Debora hand-dyed and ice-dyed most of the fabric, starting soon after she found Jeff’s photo. Using Procion dye on cotton to she created several shades of brown for under the wings, as well as golds, greens, blues, and greys.

More recently the collaging began. Building her colours with hundreds of tiny pieces of fabric, she then hand-basted them to hold them in place (no glue was used, only a bit of fusing on some of the smallest pieces).

Once she finished the detailing of the ripples and reflections on the blue water, that whole area was covered with one sheet of blue organza— there are no raw edges anywhere.

This created a transparent effect, for example, over the birds’ feet where you can see the red fabric beneath the surface of the water. Depending on the angle you view the quilt at, you can see different effects from the colours and lighting on the surface of the lake.

Debora Barlow Weir Fishing detail

Next she collaged the white and grey dyed fabric, as well as layers of gold, green, and various grey organza pieces, to make the turbulent water, and covered that with one sheet of light grey organza, keeping in mind how it would affect all the other colours.

The birds were created with more small pieces of white and grey dyed fabric, one feather at a time. Debora used hand-turned appliqué to accomplish that. The only non-dyed fabric is the dark orange kimono silk and two batiks used to create the beaks.

“Most of the feathers are two or three layers,” she says, “because white makes shadows. So you have a lot of layers, and then there’s wool batt under it.”

Different shades of grey help to define the shapes and separate the birds.

“Every bird has a different body language,” she says. “One is lifting its wings in preparation, the next one is focusing, the next is getting ruffled, and the next is watching him…I love that every bird has a different body tension.”

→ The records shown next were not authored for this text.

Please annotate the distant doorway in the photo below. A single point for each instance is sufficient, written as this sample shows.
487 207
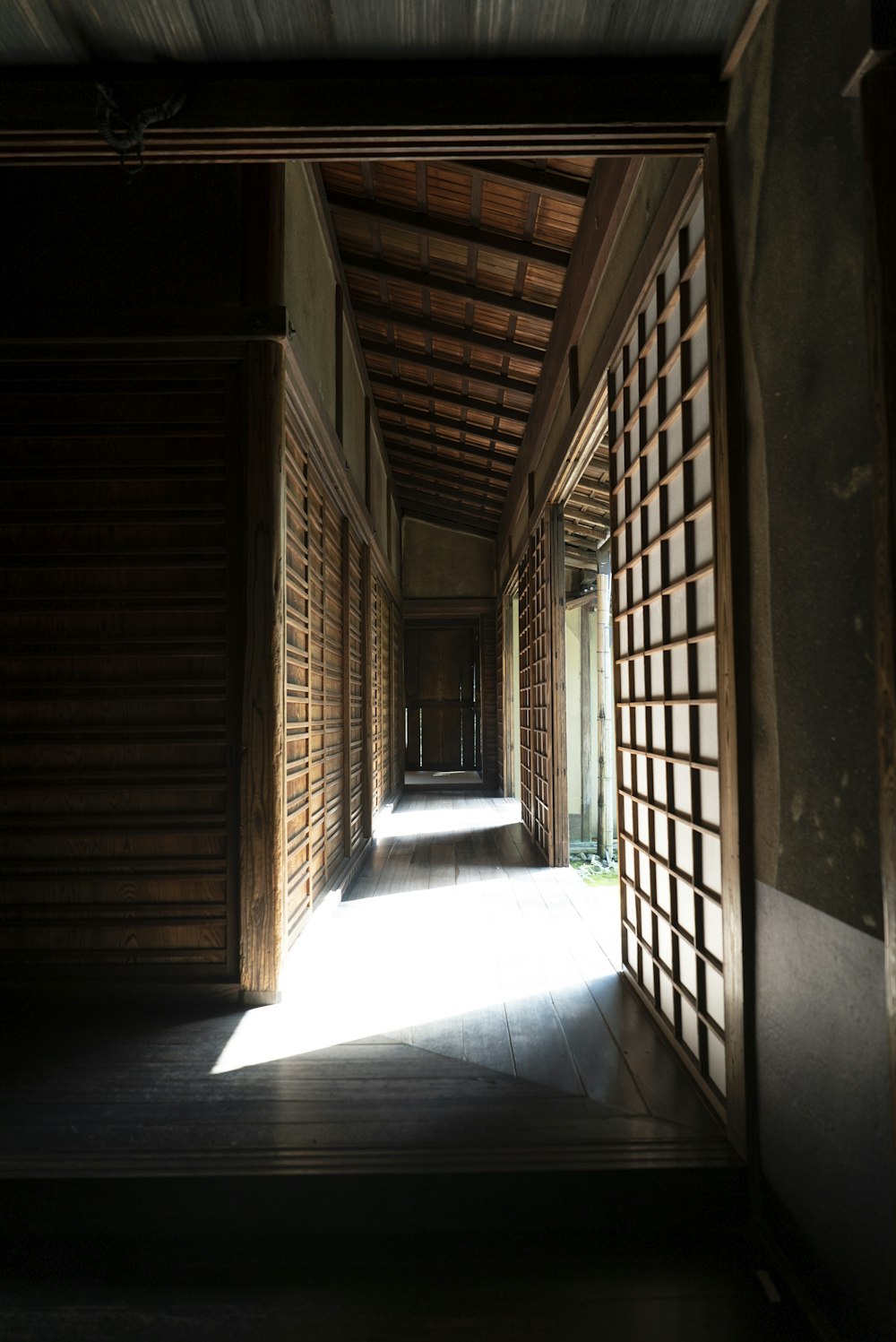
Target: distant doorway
442 688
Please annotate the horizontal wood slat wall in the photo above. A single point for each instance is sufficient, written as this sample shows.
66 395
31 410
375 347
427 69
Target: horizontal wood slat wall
325 720
664 578
119 655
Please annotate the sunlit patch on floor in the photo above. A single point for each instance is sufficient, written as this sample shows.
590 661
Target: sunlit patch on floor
380 965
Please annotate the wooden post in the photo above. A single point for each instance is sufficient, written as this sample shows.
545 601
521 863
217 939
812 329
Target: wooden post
733 725
340 365
585 725
879 109
346 686
605 782
557 616
262 847
366 696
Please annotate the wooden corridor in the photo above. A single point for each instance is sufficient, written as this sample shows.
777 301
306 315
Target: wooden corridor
459 1009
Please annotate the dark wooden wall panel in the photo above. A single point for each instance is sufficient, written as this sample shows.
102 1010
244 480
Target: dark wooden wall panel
118 635
356 726
499 697
325 688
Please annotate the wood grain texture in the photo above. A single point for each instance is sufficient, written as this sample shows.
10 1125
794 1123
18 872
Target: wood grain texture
609 195
262 853
119 664
879 107
734 741
533 110
556 596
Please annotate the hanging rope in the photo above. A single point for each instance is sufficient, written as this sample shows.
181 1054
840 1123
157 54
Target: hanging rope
126 135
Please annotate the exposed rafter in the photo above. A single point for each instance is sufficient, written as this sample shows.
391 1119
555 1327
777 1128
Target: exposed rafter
544 181
471 402
435 283
426 326
453 472
410 509
444 365
444 229
432 446
386 410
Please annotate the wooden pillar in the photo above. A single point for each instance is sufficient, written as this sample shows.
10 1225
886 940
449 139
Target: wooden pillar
366 694
733 642
346 686
879 110
585 723
557 596
262 847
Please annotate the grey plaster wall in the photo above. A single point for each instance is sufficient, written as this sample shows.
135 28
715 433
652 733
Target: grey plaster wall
823 1078
823 1099
797 194
443 562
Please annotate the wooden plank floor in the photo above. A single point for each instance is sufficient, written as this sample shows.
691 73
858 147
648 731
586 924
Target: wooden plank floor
459 1010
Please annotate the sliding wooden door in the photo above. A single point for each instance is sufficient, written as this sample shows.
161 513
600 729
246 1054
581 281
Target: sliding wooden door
675 769
442 683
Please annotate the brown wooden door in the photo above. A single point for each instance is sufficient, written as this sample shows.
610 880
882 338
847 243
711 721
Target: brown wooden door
442 677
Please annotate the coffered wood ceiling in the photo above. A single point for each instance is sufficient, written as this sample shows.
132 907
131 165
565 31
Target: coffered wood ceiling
455 274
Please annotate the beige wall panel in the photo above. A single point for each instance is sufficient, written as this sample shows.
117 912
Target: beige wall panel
439 561
310 285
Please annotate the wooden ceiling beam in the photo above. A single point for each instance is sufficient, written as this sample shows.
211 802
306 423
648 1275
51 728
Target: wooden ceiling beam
453 524
440 421
461 506
547 181
471 402
475 340
477 478
445 365
429 450
445 229
431 283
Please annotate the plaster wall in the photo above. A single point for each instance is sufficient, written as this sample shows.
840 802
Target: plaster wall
443 562
309 286
823 1085
353 411
309 293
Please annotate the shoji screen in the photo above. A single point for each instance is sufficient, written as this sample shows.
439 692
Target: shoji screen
119 654
536 690
664 567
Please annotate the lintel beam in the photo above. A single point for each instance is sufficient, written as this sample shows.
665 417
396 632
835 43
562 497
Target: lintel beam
325 110
445 229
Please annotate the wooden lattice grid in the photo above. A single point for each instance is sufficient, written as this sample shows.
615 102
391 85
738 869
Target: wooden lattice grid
666 658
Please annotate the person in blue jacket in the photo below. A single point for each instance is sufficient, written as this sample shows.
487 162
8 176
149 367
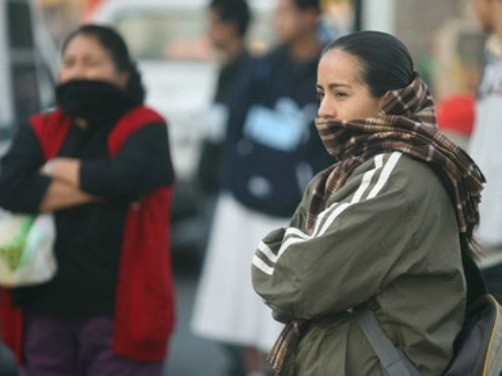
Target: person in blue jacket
272 151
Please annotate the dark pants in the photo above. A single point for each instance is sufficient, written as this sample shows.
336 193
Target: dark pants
493 278
77 347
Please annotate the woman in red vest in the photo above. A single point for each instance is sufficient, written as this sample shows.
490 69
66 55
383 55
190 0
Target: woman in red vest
100 162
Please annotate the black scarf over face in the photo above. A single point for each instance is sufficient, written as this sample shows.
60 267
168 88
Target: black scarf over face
97 102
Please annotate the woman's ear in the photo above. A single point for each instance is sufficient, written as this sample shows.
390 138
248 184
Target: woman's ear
384 99
124 78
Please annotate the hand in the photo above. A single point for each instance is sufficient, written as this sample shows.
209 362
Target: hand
65 169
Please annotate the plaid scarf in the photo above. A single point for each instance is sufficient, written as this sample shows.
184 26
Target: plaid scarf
406 123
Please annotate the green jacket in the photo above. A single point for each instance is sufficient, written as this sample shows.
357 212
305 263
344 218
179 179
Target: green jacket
388 239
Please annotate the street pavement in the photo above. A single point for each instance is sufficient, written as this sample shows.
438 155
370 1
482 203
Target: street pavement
189 355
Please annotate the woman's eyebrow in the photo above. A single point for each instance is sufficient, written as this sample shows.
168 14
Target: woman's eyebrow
338 85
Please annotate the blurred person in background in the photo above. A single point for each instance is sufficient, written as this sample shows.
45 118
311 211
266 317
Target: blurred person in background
364 234
228 24
272 151
486 143
456 117
100 162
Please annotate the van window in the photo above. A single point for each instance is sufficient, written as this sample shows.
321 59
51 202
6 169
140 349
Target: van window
25 86
20 27
157 35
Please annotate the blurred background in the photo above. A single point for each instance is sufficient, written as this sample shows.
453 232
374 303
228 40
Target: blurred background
168 40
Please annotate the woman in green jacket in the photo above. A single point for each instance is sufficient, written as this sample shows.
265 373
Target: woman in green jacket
383 228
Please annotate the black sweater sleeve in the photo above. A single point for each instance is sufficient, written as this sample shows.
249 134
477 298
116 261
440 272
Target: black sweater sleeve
142 165
22 187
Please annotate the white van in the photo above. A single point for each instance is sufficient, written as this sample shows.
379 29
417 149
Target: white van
27 76
168 40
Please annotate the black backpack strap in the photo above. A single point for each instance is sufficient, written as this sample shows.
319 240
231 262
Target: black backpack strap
392 361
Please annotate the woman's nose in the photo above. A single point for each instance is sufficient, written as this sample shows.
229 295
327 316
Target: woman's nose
77 71
326 110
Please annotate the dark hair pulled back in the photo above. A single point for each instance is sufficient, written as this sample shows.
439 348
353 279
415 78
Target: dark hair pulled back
117 48
387 64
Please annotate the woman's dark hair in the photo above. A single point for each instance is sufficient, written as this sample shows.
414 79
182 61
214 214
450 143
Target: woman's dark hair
387 64
305 4
233 11
116 46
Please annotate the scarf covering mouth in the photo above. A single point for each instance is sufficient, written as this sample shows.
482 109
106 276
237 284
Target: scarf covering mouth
406 123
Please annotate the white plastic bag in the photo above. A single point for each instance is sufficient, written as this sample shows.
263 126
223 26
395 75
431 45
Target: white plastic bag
26 249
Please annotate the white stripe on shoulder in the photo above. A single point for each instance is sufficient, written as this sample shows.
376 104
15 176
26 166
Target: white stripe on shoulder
265 249
384 176
367 179
262 266
328 216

Debora’s quilting outlines the shapes and enhances the ripples in the water. “The textures are created by all the densities of quilting.”

A final touch is the addition of crystal beads, which Debora used to show water droplets. They are different sizes. Some are spread far apart, others close together as they drop from the wings of the bird that is almost in flight, and to show the turbulence of the water.

Debora Barlow Weir Fishing detail

It wasn’t until after the quilt was completed that Debora got to meet Jeff, the photographer. She says he was blown away. And so were the National Juried Show judges.

Debora was honoured to win the Best in Show award for Weir Fishing. “It’s been a thrill to be here,” she says, referring to Quilt Canada in Edmonton, where she generously spent many hours chatting with visitors about the making of her quilt.

This is not the first time Debora’s work has been honoured at the NJS. In 2017, she won the Viewers’ Choice award for Walking With Mom, which also placed first in the Art—People and Critters—Wall Quilts category.

Debora Barlow Walking With Mom

Walking With Mom won the Viewer’s Choice award in the NJS at Quilt Canada in 2017.

Debora lives in Saskatoon, SK, and is a member of the Saskatchewan Craft Council. Her work has been exhibited across Canada and at the International Quilt Festival in Houston.